Obecna umowa Brosza z Górnikiem wygasa z końcem czerwca. Wygląda zatem na to, że do żadnego zwolnienia nie dojdzie, a będzie miała miejsce po prostu drobna podmianka trenerów. Spekuluje się, że do Górnika Zabrze może trafić jeden z byłych selekcjonerów reprezentacji Polski. Na celowniku klubu, na który duży wpływ ma miasto, znajdują się podobno Jerzy Brzęczek i Adam Nawałka. My skontaktowaliśmy się z rzecznikiem prasowym klubu z Górnego Śląska, pytając wprost, jaki jest plan związany z przyszłością Marcina Brosza. Poniżej prezentujemy odpowiedź, którą otrzymaliśmy.

– Obecnie wszelkie wysiłki zarówno trenera, jak i zarządu skoncentrowane są na najbliższych meczach, by osiągnąć w nich jak najlepsze wyniki. To, czym dzisiaj żyjemy, to chęć optymalnego przygotowania do końcówki sezonu. Kwestie i informacje dotyczące umów, czy kontraktów przekazywać będziemy w momencie ich finalizacji – przekazał portalowi Goal.pl rzecznik prasowy Górnika Zabrze, Bartłomiej Perek.

Awans do europejskich pucharów może wszystko wywrócić do góry nogami

Wygląda zatem na to, że na dzisiaj chyba żadnej konkretnej decyzji klub w kontekście trenera nie podjął. Nie jest jednak wykluczone, że władze Górnika podejmą decyzję o przedłużeniu kontraktu z Broszem.
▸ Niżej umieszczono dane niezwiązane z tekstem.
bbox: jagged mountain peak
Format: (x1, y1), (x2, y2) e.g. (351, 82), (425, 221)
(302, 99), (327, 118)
Mogłoby tak się stać, gdyby Trójkolorowi wywalczyli komplet punktów w ostatnich pięciu kolejkach sezonu. Taki obrót wydarzeń mógłby nawet zapewnić Górnikowi miejsce premiowane grą w europejskich pucharach.

Odnotujmy, że na dzisiaj podopieczni Marcina Brosza legitymują się bilansem 33 punktów, tracąc zaledwie pięć punktów do czwartego Piasta Gliwice. Warto zaznaczyć, że to miejsce może dać możliwość gry w europejskich pucharach, jeśli Raków Częstochowa wywalczy Puchar Polski, mierząc się w finale z Arką Gdynia.

Brosz, czyli trener z mocną pozycją na rynku

W każdym razie, gdyby ostatecznie okazało się, że były trener Korony Kielce zakończy współpracę z Górnikiem, to raczej na brak ofert nie powinien narzekać. W mediach można było znaleźć już informacje, że chętna na zatrudnienia 48-latka może być Jagiellonia Białystok. Mógłby to być ciekawy kierunek, bo na celowniku sterników Żółto-czerwonych jest podobno także dyrektor sportowy Górników Artur Płatek.

Goal.pl dotarł z kolei do wiadomości, że Zagłębie Lubin może być zainteresowane Broszem. Martin Sevela ma co prawda umowę ważną z Miedziowymi do końca czerwca 2022 roku. Tajemnicą Poliszynela jest jednak to, że przedstawiciele Zagłębia rozglądają się za następcą Słowaka. Ambicje sterników klubu z Lubina mierzą wyżej niż zajmowane aktualnie ósme miejsce w ligowej tabeli.